# Hocking River 5/23



## RiverWader (Apr 1, 2006)

Fished a stretch of River up towards Nelsonville last night and had a GREAT trip.
Ended up with 26 Bass in all. 22 Smallies, 3 Spots and a LM. Biggest Smallies was just under 20 inches.
The fish were really active last night and were slammimg the bait and fighting hard and were caught in fast water.


----------



## Mykidsr1 (Mar 19, 2009)

Nice Job man. Im going to try my hardest to get out this weekend and hit them up.


----------



## RiverWader (Apr 1, 2006)

Its gonna be a GREAT weekend for wading with the temps in the 90s, The bass will be tight to cover or deeper water, Good Luck!


----------



## ohioutdoorsman23 (Feb 24, 2010)

What do you usually throw?


----------



## justin3687 (May 29, 2009)

Nice report river wader sounds like you slayed them. I waded a Logan stretch yesterday and only managed one smallie after wading 2 hrs. Just glad to not get skunked

Outdoor Hub mobile, the outdoor information engine


----------



## RiverWader (Apr 1, 2006)

I waded the same stretch We waded last year


----------



## justin3687 (May 29, 2009)

Nice,Doesn't seem like there is much fishing pressure around that area either 

Outdoor Hub mobile, the outdoor information engine


----------



## dcnewco (Jan 5, 2012)

Is there public river access in Nelsonville and Logan. And is most of the river wadable???


----------



## RiverWader (Apr 1, 2006)

Yes there is River access in Logan and Nelsonville, Yes most of the River is wadeable


----------



## dcnewco (Jan 5, 2012)

I'll be fly fishing......are they hitting flies on top or still feeding on craws???


----------



## RiverWader (Apr 1, 2006)

I dont know if they are hitting flies


----------



## TheCream (Mar 19, 2009)

RiverWader said:


> I dont know if they are hitting flies


If they are biting they'll hit flies.
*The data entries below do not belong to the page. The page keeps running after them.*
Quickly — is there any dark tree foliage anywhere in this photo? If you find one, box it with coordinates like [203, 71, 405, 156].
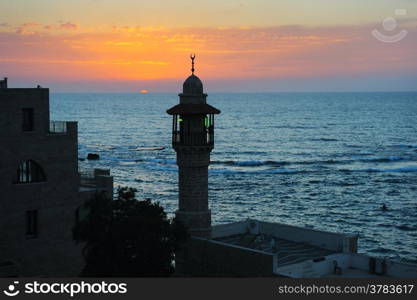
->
[73, 187, 188, 277]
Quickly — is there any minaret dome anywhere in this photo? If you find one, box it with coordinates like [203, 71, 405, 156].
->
[183, 74, 203, 95]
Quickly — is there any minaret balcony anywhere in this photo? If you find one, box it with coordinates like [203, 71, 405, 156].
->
[172, 130, 214, 148]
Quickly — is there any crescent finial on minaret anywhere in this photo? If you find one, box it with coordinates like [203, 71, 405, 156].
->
[190, 53, 196, 74]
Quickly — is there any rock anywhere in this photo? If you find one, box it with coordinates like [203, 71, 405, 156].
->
[87, 153, 100, 160]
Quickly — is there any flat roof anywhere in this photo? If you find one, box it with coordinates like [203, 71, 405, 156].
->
[215, 233, 334, 267]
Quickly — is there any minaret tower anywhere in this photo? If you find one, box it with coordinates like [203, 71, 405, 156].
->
[167, 55, 220, 238]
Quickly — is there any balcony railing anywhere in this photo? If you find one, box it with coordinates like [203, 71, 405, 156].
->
[172, 130, 214, 147]
[79, 167, 115, 199]
[49, 121, 67, 133]
[79, 167, 96, 186]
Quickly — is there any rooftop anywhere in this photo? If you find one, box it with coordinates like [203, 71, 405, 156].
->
[215, 233, 334, 266]
[207, 219, 417, 278]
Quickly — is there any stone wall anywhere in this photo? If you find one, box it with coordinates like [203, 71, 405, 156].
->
[0, 88, 96, 276]
[176, 237, 276, 277]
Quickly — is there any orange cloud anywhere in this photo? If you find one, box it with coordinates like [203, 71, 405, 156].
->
[0, 21, 416, 89]
[21, 22, 42, 27]
[13, 21, 80, 35]
[59, 22, 78, 30]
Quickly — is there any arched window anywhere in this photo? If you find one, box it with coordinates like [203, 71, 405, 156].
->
[16, 160, 46, 183]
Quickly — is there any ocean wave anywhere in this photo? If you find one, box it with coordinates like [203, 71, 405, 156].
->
[103, 157, 135, 162]
[89, 153, 413, 172]
[392, 144, 417, 149]
[211, 160, 282, 167]
[232, 160, 268, 166]
[354, 156, 403, 163]
[142, 164, 177, 172]
[211, 155, 408, 168]
[273, 125, 317, 129]
[310, 138, 339, 142]
[268, 168, 300, 174]
[134, 146, 165, 151]
[211, 159, 317, 167]
[118, 161, 137, 166]
[344, 166, 417, 173]
[396, 225, 416, 231]
[140, 162, 301, 175]
[222, 151, 269, 155]
[137, 158, 177, 165]
[85, 144, 116, 150]
[209, 168, 301, 175]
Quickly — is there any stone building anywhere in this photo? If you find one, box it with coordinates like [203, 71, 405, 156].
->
[0, 78, 113, 277]
[168, 60, 417, 278]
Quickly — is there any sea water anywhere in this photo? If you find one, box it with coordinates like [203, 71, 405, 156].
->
[51, 92, 417, 263]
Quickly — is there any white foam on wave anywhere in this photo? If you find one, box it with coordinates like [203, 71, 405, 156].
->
[213, 155, 410, 168]
[140, 161, 300, 175]
[85, 144, 116, 150]
[210, 167, 300, 175]
[134, 146, 165, 151]
[119, 161, 137, 166]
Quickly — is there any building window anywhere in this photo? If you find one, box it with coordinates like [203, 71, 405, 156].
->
[22, 108, 34, 131]
[26, 210, 38, 238]
[16, 160, 46, 183]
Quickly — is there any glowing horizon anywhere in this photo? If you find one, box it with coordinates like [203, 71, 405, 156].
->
[1, 0, 416, 92]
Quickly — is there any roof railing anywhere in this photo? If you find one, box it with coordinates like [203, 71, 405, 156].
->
[49, 121, 67, 133]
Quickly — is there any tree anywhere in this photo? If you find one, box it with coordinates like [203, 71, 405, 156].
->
[73, 187, 188, 277]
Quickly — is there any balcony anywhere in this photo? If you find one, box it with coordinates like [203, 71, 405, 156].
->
[49, 121, 67, 133]
[172, 130, 214, 147]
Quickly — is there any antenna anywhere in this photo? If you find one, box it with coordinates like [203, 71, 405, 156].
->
[190, 53, 195, 74]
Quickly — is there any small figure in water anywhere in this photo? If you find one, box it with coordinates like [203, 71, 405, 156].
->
[381, 204, 388, 211]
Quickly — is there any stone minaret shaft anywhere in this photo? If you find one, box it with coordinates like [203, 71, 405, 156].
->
[176, 145, 211, 237]
[167, 56, 220, 238]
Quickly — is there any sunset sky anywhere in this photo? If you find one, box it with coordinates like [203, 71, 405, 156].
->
[0, 0, 416, 92]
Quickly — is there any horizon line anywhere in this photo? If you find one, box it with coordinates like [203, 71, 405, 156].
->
[48, 90, 417, 94]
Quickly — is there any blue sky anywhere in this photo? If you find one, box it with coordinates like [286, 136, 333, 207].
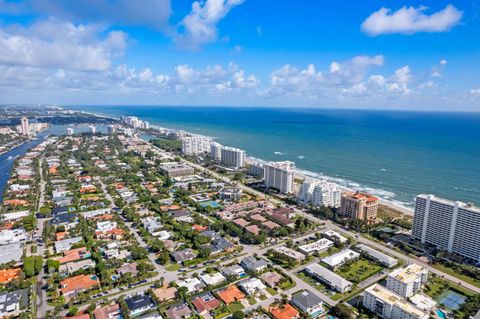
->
[0, 0, 479, 110]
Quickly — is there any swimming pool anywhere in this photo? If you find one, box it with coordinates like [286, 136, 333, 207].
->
[435, 309, 446, 319]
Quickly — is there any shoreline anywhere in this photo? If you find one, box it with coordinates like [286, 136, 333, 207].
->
[77, 108, 414, 215]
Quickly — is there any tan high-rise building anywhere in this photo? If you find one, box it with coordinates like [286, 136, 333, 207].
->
[339, 192, 378, 222]
[20, 117, 29, 136]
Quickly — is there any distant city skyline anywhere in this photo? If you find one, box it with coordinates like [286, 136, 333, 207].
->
[0, 1, 479, 111]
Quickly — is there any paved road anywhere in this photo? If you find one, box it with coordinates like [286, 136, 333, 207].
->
[35, 156, 52, 319]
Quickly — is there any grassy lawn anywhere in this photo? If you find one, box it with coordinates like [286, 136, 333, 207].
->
[166, 263, 181, 271]
[214, 310, 230, 319]
[279, 280, 296, 290]
[247, 296, 257, 305]
[336, 259, 383, 283]
[266, 287, 277, 295]
[228, 302, 244, 313]
[183, 257, 205, 268]
[431, 263, 480, 289]
[297, 272, 333, 294]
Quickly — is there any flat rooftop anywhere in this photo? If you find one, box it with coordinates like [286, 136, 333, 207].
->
[388, 264, 426, 284]
[366, 284, 427, 318]
[417, 194, 479, 212]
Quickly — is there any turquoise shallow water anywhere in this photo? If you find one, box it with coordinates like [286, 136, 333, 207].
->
[70, 106, 480, 207]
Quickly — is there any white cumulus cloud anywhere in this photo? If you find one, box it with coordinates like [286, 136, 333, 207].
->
[177, 0, 244, 49]
[361, 5, 462, 36]
[0, 18, 127, 71]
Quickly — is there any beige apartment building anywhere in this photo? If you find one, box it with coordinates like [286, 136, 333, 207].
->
[339, 192, 378, 222]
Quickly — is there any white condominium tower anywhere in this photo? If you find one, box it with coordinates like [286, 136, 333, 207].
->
[210, 142, 246, 168]
[210, 142, 222, 161]
[123, 116, 149, 129]
[386, 264, 428, 298]
[66, 127, 74, 136]
[363, 284, 428, 319]
[297, 179, 341, 208]
[412, 194, 480, 263]
[20, 117, 29, 136]
[181, 136, 212, 155]
[264, 161, 295, 194]
[220, 146, 245, 168]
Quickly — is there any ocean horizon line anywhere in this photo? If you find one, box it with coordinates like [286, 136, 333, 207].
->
[65, 104, 480, 114]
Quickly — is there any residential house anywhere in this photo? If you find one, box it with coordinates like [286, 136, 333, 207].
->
[55, 237, 83, 253]
[290, 290, 324, 318]
[94, 303, 122, 319]
[0, 289, 29, 318]
[60, 274, 100, 297]
[0, 268, 21, 284]
[125, 294, 156, 317]
[165, 303, 192, 319]
[216, 285, 245, 305]
[59, 259, 96, 276]
[260, 271, 282, 288]
[221, 265, 246, 279]
[153, 286, 177, 302]
[171, 249, 197, 264]
[237, 278, 267, 296]
[177, 277, 205, 294]
[191, 292, 221, 315]
[270, 304, 300, 319]
[200, 272, 226, 286]
[241, 256, 268, 273]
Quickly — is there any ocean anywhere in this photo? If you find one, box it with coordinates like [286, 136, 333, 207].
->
[70, 106, 480, 207]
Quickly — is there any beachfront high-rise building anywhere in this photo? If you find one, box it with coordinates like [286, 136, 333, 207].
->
[181, 136, 212, 156]
[66, 128, 74, 136]
[297, 179, 341, 208]
[107, 125, 116, 134]
[247, 162, 265, 179]
[363, 284, 429, 319]
[123, 116, 140, 128]
[339, 192, 378, 222]
[264, 161, 295, 194]
[386, 264, 428, 298]
[412, 194, 480, 263]
[210, 142, 222, 161]
[210, 142, 245, 168]
[20, 117, 29, 136]
[220, 146, 245, 168]
[88, 125, 96, 134]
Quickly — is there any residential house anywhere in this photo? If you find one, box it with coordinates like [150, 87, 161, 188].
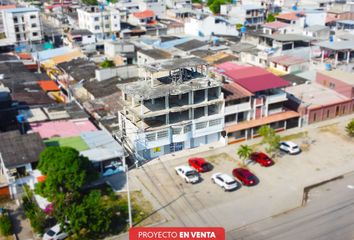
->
[137, 48, 172, 66]
[0, 4, 16, 34]
[303, 25, 330, 40]
[184, 15, 239, 37]
[128, 9, 156, 26]
[104, 40, 136, 65]
[214, 62, 300, 144]
[165, 0, 192, 9]
[2, 7, 42, 44]
[77, 6, 120, 40]
[262, 21, 289, 35]
[116, 0, 166, 18]
[65, 29, 96, 48]
[314, 40, 354, 68]
[0, 131, 45, 198]
[220, 4, 266, 27]
[117, 57, 225, 160]
[268, 55, 309, 75]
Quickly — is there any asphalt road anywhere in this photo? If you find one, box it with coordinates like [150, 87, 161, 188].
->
[229, 173, 354, 240]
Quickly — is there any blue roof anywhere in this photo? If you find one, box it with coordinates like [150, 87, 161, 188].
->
[155, 37, 191, 49]
[5, 7, 39, 13]
[32, 46, 72, 62]
[80, 131, 123, 154]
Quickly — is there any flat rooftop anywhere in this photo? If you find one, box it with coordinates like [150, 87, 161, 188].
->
[286, 83, 350, 107]
[317, 69, 354, 86]
[315, 40, 354, 50]
[143, 57, 207, 72]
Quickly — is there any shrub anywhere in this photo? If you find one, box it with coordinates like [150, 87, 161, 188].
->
[22, 196, 46, 234]
[0, 214, 12, 236]
[346, 119, 354, 137]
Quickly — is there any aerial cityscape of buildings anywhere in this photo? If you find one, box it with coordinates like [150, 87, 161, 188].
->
[0, 0, 353, 239]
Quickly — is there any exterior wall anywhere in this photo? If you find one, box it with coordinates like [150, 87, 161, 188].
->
[316, 72, 354, 98]
[305, 12, 326, 26]
[3, 9, 42, 43]
[104, 41, 135, 58]
[77, 8, 120, 40]
[139, 1, 166, 18]
[307, 100, 354, 124]
[137, 51, 156, 66]
[184, 16, 239, 37]
[269, 62, 308, 74]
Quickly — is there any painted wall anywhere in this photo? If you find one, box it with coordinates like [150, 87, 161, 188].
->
[316, 72, 354, 98]
[307, 100, 354, 124]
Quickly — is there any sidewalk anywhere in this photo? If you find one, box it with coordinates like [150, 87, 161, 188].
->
[8, 201, 35, 240]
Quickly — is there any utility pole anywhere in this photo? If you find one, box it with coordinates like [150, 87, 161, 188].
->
[124, 153, 133, 228]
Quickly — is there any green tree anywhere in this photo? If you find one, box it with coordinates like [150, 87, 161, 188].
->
[346, 119, 354, 137]
[258, 125, 280, 156]
[209, 0, 225, 14]
[207, 0, 214, 6]
[82, 0, 98, 5]
[100, 59, 115, 68]
[36, 147, 98, 201]
[266, 13, 276, 22]
[0, 214, 12, 236]
[237, 145, 252, 166]
[192, 0, 202, 3]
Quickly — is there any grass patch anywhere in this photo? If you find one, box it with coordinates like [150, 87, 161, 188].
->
[281, 131, 308, 141]
[318, 123, 339, 134]
[205, 153, 235, 165]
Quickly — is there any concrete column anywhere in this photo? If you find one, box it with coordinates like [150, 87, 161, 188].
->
[284, 120, 287, 130]
[165, 96, 169, 109]
[166, 114, 169, 124]
[152, 98, 155, 104]
[140, 100, 144, 116]
[190, 91, 194, 104]
[204, 88, 208, 102]
[347, 51, 350, 64]
[204, 106, 208, 116]
[334, 52, 338, 67]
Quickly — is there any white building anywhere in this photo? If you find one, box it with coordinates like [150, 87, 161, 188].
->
[220, 4, 265, 26]
[2, 7, 42, 44]
[117, 57, 225, 160]
[116, 0, 166, 18]
[166, 0, 192, 9]
[77, 6, 120, 40]
[185, 15, 239, 37]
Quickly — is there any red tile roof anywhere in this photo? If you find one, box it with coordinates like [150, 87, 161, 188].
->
[276, 12, 304, 21]
[133, 9, 155, 19]
[215, 62, 289, 93]
[38, 80, 60, 92]
[269, 55, 307, 66]
[262, 21, 289, 29]
[0, 4, 16, 10]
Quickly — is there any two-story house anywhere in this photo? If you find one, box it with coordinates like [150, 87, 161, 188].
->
[214, 62, 300, 144]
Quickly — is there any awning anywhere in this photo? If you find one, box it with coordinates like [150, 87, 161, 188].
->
[225, 111, 300, 133]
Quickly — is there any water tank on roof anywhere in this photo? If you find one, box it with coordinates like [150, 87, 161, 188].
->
[325, 63, 332, 71]
[241, 26, 246, 33]
[111, 35, 117, 41]
[329, 35, 334, 42]
[292, 5, 297, 11]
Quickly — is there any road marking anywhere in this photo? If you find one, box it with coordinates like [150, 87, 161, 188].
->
[347, 185, 354, 189]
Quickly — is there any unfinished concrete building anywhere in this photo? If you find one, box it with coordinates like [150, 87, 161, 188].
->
[117, 57, 225, 160]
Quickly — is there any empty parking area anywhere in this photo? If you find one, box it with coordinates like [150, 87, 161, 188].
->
[131, 120, 354, 232]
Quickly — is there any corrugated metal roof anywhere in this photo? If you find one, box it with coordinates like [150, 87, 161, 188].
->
[133, 9, 155, 19]
[32, 47, 72, 62]
[315, 40, 354, 50]
[262, 21, 289, 29]
[80, 130, 123, 155]
[4, 7, 38, 13]
[269, 55, 307, 66]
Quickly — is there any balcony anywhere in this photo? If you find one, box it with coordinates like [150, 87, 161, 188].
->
[225, 102, 251, 115]
[267, 92, 287, 104]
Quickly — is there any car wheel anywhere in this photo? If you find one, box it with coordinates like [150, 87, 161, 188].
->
[222, 187, 226, 192]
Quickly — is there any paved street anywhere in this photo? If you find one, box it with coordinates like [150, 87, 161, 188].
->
[127, 114, 354, 237]
[232, 172, 354, 240]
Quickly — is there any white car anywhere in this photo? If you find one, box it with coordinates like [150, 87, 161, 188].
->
[211, 173, 239, 191]
[175, 165, 200, 183]
[43, 224, 68, 240]
[279, 141, 301, 154]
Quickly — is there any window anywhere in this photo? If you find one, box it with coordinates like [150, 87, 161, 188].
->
[94, 25, 100, 30]
[13, 17, 18, 23]
[31, 23, 37, 28]
[104, 16, 109, 20]
[172, 128, 182, 135]
[157, 130, 168, 139]
[146, 133, 156, 141]
[329, 82, 335, 89]
[30, 15, 36, 19]
[183, 125, 191, 133]
[195, 122, 207, 130]
[105, 24, 109, 28]
[114, 15, 117, 19]
[94, 17, 99, 21]
[32, 32, 38, 37]
[209, 119, 221, 126]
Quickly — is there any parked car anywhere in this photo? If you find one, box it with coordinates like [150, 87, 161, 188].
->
[279, 141, 301, 154]
[175, 165, 200, 183]
[43, 224, 68, 240]
[188, 157, 212, 172]
[250, 152, 274, 167]
[232, 168, 257, 186]
[211, 173, 239, 191]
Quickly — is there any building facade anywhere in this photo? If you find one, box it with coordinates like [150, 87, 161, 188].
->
[77, 6, 120, 40]
[2, 7, 42, 44]
[117, 57, 225, 160]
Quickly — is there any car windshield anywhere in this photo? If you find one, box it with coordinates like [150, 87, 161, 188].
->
[46, 230, 56, 237]
[186, 171, 197, 177]
[226, 180, 237, 185]
[201, 163, 209, 170]
[291, 146, 299, 149]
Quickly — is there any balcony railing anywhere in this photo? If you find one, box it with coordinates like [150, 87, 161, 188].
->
[267, 92, 287, 104]
[225, 102, 251, 115]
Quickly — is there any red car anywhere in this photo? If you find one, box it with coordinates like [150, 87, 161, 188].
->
[188, 157, 212, 173]
[232, 168, 257, 186]
[250, 152, 274, 167]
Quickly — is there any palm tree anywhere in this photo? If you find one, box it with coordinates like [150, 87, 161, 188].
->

It's no different than any other artificial lure.

If you're fly rodding, I'd try any standard streamer patterns (like Clousers or other bucktail streamers) in basic colors like chart./white or yellow/white, olive/white, etc... My #1 smallie fly is a crawfish orange zonker pattern with a conehead that is about 2.5" long.


----------